5. Engage in Physical Movement

Physical movement can significantly impact your emotional and mental well-being. This does not mean you have to run a marathon or do a crossfit workout.  Rather, what is a form of movement that feels more enjoyable?  Maybe it is a mindful walk.  Maybe some gentle stretching.  Or it could be dancing to your favorite music in the living room.  It is important to engage in movement that is appropriate and approved by your medical professionals or nutrition professionals prior to this. When appropriate, find a physical activity that you enjoy and make it a regular part of your routine. Physical movement can also help you reconnect with your body and regain a sense of control and empowerment.

6. Acknowledge Your Feelings

Acknowledging your feelings is a crucial step in healing from trauma. Suppressing or ignoring emotions can lead to further distress and interfere with the healing process. Allow yourself to feel and express your emotions, whether it's anger, sadness, fear, or frustration. The feeling itself is not a problem.  Feelings are sources of communication that are trying to tell us something.  The way we handle emotion is what makes a big difference.  Acknowledging and responding to your feelings in an effective way is key. Journaling, for example, is a helpful tool for this, as it provides a private space to explore and understand your feelings. Remember, it’s okay to feel what you feel; your emotions are a natural response to your experiences.

7. Reduce Expectations

Trauma can disrupt your life in significant ways, and it’s important to adjust your expectations accordingly. Give yourself permission to slow down and take things one step at a time. Healing is a gradual process, and placing unrealistic expectations on yourself can lead to feelings of failure and frustration. Be kind to yourself and celebrate small victories along the way. It’s okay to ask for help and take breaks when needed.

8. Develop Healthy Coping Strategies

Developing healthy coping strategies is essential for managing the symptoms of trauma. These strategies can include relaxation techniques, such as deep breathing exercises, mindfulness, and progressive muscle relaxation. It’s also helpful to identify activities that help you feel calm and centered, like listening to music, spending time with loved ones, or engaging in hobbies. Avoid unhealthy coping mechanisms as they can exacerbate your trauma and hinder the healing process.

9. Catch Your Thoughts

Negative thoughts and beliefs often accompany trauma. It’s important to become aware of these thoughts and challenge them. When you notice negative or self-critical thoughts, pause and question their validity. Are these thoughts based on facts, or are they distorted by your trauma? Reframe these thoughts with more balanced and compassionate perspectives. Over time, this practice can help shift your mindset and reduce the impact of negative thinking patterns.

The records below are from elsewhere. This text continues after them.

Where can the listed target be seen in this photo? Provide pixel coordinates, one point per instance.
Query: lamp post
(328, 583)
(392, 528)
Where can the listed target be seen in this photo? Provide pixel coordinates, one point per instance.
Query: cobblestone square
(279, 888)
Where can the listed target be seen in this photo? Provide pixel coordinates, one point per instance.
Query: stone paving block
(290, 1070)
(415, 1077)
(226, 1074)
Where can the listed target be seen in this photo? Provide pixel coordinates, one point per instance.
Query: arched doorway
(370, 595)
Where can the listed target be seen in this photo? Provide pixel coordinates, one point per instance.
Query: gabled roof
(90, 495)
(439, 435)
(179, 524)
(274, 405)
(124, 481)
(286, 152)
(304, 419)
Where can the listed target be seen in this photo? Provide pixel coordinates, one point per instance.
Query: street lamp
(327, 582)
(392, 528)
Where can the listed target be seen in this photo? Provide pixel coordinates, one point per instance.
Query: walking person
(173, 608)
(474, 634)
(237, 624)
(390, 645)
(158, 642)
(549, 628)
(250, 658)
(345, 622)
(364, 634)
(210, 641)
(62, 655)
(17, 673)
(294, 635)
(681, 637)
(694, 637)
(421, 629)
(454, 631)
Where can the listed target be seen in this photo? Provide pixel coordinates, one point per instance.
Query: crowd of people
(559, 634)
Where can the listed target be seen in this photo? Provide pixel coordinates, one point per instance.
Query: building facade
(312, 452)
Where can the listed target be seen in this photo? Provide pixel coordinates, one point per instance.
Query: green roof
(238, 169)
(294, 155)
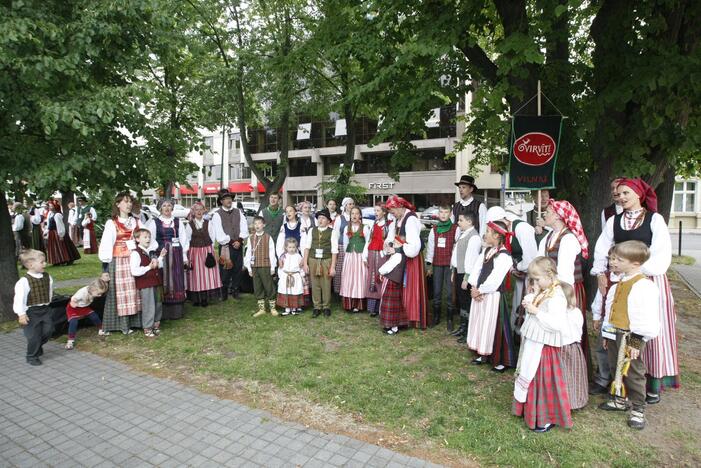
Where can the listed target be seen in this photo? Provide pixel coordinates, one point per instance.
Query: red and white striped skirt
(660, 355)
(199, 277)
(483, 322)
(128, 297)
(354, 276)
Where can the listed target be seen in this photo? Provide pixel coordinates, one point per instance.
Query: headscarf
(504, 232)
(395, 201)
(647, 195)
(191, 214)
(570, 217)
(345, 202)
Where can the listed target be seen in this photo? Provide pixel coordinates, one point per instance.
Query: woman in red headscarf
(567, 245)
(640, 221)
(406, 279)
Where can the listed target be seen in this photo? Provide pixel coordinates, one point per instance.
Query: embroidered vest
(356, 242)
(320, 240)
(553, 251)
(39, 290)
(643, 233)
(124, 234)
(200, 237)
(231, 222)
(151, 278)
(619, 308)
(260, 246)
(441, 255)
(488, 267)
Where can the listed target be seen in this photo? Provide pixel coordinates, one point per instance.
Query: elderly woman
(640, 221)
(170, 234)
(204, 282)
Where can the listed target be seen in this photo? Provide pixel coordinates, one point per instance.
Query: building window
(239, 172)
(300, 167)
(684, 197)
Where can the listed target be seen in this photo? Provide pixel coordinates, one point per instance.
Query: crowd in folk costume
(476, 260)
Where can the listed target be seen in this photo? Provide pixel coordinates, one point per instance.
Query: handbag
(210, 262)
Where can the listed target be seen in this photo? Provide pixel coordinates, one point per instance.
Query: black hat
(222, 194)
(466, 180)
(323, 212)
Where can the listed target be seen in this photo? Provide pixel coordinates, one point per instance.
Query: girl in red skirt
(79, 307)
(540, 390)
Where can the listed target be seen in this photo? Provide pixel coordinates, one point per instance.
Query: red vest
(441, 255)
(152, 278)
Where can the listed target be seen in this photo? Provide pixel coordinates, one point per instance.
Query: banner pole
(540, 205)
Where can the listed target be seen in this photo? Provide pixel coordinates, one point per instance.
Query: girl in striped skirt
(122, 302)
(355, 270)
(574, 366)
(540, 391)
(204, 282)
(489, 329)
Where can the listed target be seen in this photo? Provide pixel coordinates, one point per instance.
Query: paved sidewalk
(691, 275)
(79, 409)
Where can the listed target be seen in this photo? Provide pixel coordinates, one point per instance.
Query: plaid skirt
(291, 301)
(337, 280)
(56, 252)
(122, 295)
(574, 369)
(392, 312)
(547, 401)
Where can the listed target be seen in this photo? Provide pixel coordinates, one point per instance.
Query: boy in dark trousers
(33, 294)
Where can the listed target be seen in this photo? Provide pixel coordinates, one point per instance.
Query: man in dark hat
(230, 229)
(468, 204)
(320, 249)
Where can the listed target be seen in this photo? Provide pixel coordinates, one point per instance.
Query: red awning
(239, 187)
(185, 190)
(211, 188)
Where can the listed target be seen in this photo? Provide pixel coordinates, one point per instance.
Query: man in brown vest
(230, 229)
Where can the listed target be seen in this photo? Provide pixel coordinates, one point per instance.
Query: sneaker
(614, 404)
(636, 420)
(596, 389)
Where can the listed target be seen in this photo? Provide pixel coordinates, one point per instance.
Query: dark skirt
(547, 401)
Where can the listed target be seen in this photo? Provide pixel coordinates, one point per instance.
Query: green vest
(320, 240)
(356, 242)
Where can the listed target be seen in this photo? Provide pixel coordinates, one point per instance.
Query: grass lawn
(419, 386)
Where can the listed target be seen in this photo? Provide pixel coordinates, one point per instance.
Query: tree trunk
(8, 265)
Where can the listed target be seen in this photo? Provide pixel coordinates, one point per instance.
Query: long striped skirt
(415, 294)
(547, 401)
(72, 251)
(574, 368)
(122, 301)
(199, 277)
(660, 355)
(581, 295)
(37, 238)
(373, 291)
(337, 278)
(56, 252)
(392, 312)
(355, 276)
(173, 283)
(504, 351)
(481, 329)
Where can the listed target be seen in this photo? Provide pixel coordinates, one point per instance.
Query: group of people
(476, 259)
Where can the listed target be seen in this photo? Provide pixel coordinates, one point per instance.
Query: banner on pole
(534, 144)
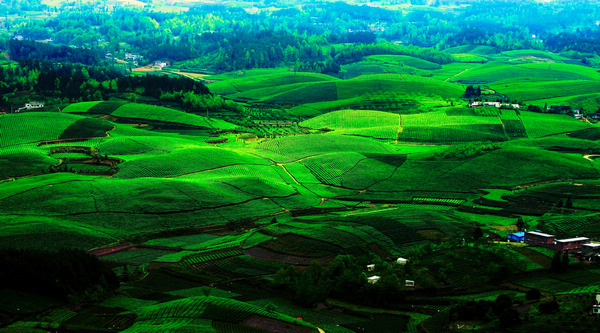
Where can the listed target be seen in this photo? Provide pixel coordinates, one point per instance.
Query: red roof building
(539, 238)
(571, 244)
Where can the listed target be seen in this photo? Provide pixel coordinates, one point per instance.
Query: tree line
(68, 275)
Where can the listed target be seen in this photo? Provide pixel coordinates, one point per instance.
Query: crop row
(439, 200)
(202, 258)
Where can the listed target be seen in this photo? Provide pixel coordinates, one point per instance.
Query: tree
(477, 233)
(564, 262)
(509, 318)
(533, 295)
(556, 266)
(549, 307)
(520, 223)
(569, 203)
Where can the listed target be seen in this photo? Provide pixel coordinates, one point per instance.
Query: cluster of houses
(560, 109)
(499, 105)
(375, 278)
(31, 105)
(579, 245)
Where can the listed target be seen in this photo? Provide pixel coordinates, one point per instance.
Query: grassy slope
(376, 124)
(237, 85)
(19, 128)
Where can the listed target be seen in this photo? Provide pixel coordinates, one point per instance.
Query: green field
(384, 160)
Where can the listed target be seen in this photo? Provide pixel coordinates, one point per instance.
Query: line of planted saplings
(90, 161)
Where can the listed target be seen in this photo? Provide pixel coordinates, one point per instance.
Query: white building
(373, 279)
(401, 261)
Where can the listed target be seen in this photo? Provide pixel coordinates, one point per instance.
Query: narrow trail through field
(400, 129)
(446, 80)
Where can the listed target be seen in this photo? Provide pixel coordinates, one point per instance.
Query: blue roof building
(518, 237)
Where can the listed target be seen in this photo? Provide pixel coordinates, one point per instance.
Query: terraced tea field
(384, 164)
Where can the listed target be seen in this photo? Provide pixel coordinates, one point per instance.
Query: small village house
(373, 279)
(591, 251)
(596, 307)
(401, 261)
(571, 244)
(539, 238)
(34, 105)
(517, 237)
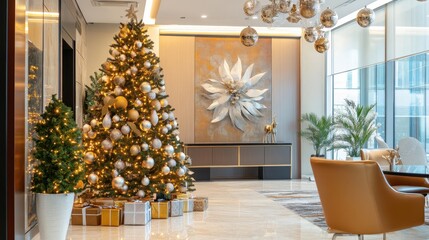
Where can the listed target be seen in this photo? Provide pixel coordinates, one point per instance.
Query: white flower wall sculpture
(234, 95)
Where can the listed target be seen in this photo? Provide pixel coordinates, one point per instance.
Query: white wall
(313, 95)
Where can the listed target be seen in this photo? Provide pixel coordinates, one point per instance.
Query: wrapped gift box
(188, 205)
(160, 209)
(137, 213)
(111, 217)
(88, 215)
(201, 204)
(176, 208)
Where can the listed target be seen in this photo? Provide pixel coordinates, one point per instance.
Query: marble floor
(236, 211)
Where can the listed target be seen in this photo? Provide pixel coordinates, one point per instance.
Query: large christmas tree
(132, 144)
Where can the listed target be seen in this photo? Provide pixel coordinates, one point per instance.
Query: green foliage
(58, 151)
(355, 125)
(319, 131)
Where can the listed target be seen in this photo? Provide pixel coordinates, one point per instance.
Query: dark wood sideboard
(214, 161)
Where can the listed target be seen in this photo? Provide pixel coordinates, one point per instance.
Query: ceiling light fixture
(306, 12)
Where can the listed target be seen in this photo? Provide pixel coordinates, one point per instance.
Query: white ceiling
(188, 12)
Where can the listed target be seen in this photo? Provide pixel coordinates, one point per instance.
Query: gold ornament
(249, 37)
(121, 102)
(133, 115)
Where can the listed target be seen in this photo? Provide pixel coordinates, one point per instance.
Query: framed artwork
(232, 89)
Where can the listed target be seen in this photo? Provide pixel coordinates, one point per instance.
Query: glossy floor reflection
(236, 211)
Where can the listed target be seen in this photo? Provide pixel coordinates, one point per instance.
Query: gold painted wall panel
(177, 60)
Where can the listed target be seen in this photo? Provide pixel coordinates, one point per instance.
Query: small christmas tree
(132, 144)
(59, 166)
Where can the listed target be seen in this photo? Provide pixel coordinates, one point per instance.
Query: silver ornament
(118, 182)
(106, 144)
(310, 34)
(92, 178)
(154, 118)
(140, 193)
(145, 87)
(145, 181)
(116, 118)
(94, 122)
(134, 150)
(89, 157)
(172, 163)
(309, 8)
(365, 17)
(156, 143)
(165, 170)
(86, 128)
(249, 37)
(119, 164)
(145, 147)
(328, 18)
(170, 187)
(169, 149)
(180, 172)
(117, 91)
(107, 121)
(149, 163)
(125, 129)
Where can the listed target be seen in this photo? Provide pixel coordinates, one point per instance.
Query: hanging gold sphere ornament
(89, 157)
(92, 178)
(249, 37)
(328, 18)
(133, 115)
(118, 182)
(321, 45)
(310, 34)
(365, 17)
(121, 102)
(309, 8)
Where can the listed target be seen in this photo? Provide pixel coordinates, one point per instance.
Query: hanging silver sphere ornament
(119, 164)
(134, 150)
(149, 163)
(118, 182)
(328, 18)
(145, 181)
(249, 37)
(321, 45)
(86, 128)
(310, 34)
(107, 144)
(89, 157)
(125, 129)
(165, 170)
(250, 7)
(92, 178)
(140, 193)
(309, 8)
(169, 187)
(365, 17)
(145, 87)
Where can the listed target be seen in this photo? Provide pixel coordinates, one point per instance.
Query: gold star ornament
(131, 13)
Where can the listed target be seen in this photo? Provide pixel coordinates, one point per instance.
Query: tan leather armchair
(356, 199)
(400, 183)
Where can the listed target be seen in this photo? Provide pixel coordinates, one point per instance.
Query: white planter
(53, 214)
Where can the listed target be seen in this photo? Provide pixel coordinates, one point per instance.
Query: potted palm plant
(319, 132)
(355, 126)
(58, 169)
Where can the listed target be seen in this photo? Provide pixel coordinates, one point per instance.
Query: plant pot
(53, 214)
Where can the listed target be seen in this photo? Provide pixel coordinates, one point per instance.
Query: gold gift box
(201, 204)
(111, 217)
(160, 209)
(88, 215)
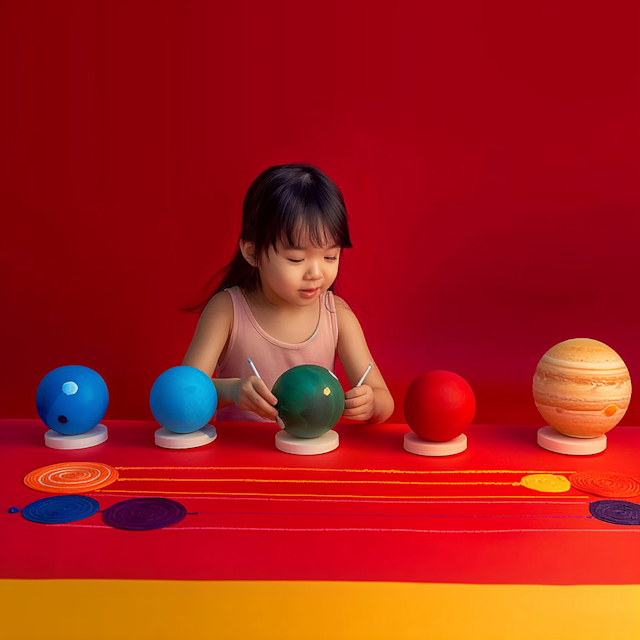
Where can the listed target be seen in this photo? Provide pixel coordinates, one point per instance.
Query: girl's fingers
(263, 391)
(355, 402)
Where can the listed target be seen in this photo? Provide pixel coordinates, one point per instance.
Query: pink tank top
(270, 356)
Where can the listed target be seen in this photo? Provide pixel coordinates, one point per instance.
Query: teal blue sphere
(183, 399)
(72, 399)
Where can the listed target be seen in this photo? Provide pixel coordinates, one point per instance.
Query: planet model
(183, 399)
(439, 406)
(72, 399)
(582, 388)
(310, 400)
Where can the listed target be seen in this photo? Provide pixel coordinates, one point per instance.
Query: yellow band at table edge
(305, 610)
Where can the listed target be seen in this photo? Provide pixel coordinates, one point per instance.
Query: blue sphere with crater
(72, 399)
(183, 399)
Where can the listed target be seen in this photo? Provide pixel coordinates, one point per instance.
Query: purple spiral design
(616, 511)
(144, 514)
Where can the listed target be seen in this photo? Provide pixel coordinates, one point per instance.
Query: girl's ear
(248, 249)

10. Practice Grounding Techniques

Grounding techniques can help you stay present and connected to the here and now, which is especially useful when dealing with flashbacks or overwhelming emotions. These techniques can include focusing on your breath, engaging your senses by noticing the sights, sounds, smells, and textures around you, or using physical objects, like a stress ball or a piece of fabric, to anchor yourself in the present moment. Grounding helps interrupt the cycle of distress and brings you back to a state of calm.

You deserve to heal!

Healing from trauma is a multifaceted journey.  I want you to know that healing is possible and you can rebuild your life. Healing takes time and patience, and it’s important to be gentle with yourself throughout the process.